Le gouvernement Bettel prépare sa version 2.3

Le 4 février prochain, Franz Fayot fera officiellement son entrée au gouvernement au poste de ministre de l'Économie.

Le gouvernement Bettel prépare sa version 2.3

Le 4 février prochain, Franz Fayot fera officiellement son entrée au gouvernement au poste de ministre de l'Économie.
Photo: Pierre Matgé
Luxembourg 4 min. 09.01.2020 Cet article est archivé

Le gouvernement Bettel prépare sa version 2.3

Jean-Michel HENNEBERT
Jean-Michel HENNEBERT
Le départ d'Étienne Schneider (LSAP) aboutira à la mise en place du troisième remaniement au sein de l'exécutif depuis décembre 2018. Un jeu de chaises musicales impactant les socialistes qui intervient après celui initié par les écologistes à la rentrée 2019 et qui met en avant les limites d'une triple coalition.
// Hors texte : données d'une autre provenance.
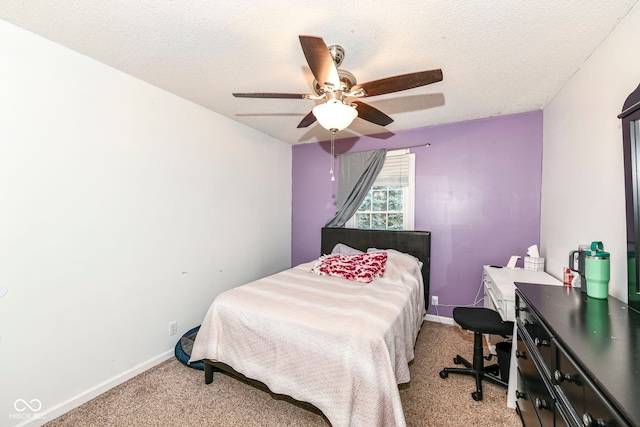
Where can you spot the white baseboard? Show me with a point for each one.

En obtenant, en octobre 2018, une majorité à la Chambre lui permettant de se maintenir au pouvoir jusqu'en 2023, les représentants du DP, de Déi Gréng et du LSAP n'auraient probablement pas pu imaginer une valse ministérielle si intense. A peine 13 mois après l'assermentation du gouvernement, deux nouveaux ministres ont dû faire leur apparition et quatre changements de ressort ont dû être effectués. Sans compter le changement intégral des deux vice-Premiers ministres. Il apparaît donc désormais loin le temps du gouvernement Bettel-Braz-Schneider.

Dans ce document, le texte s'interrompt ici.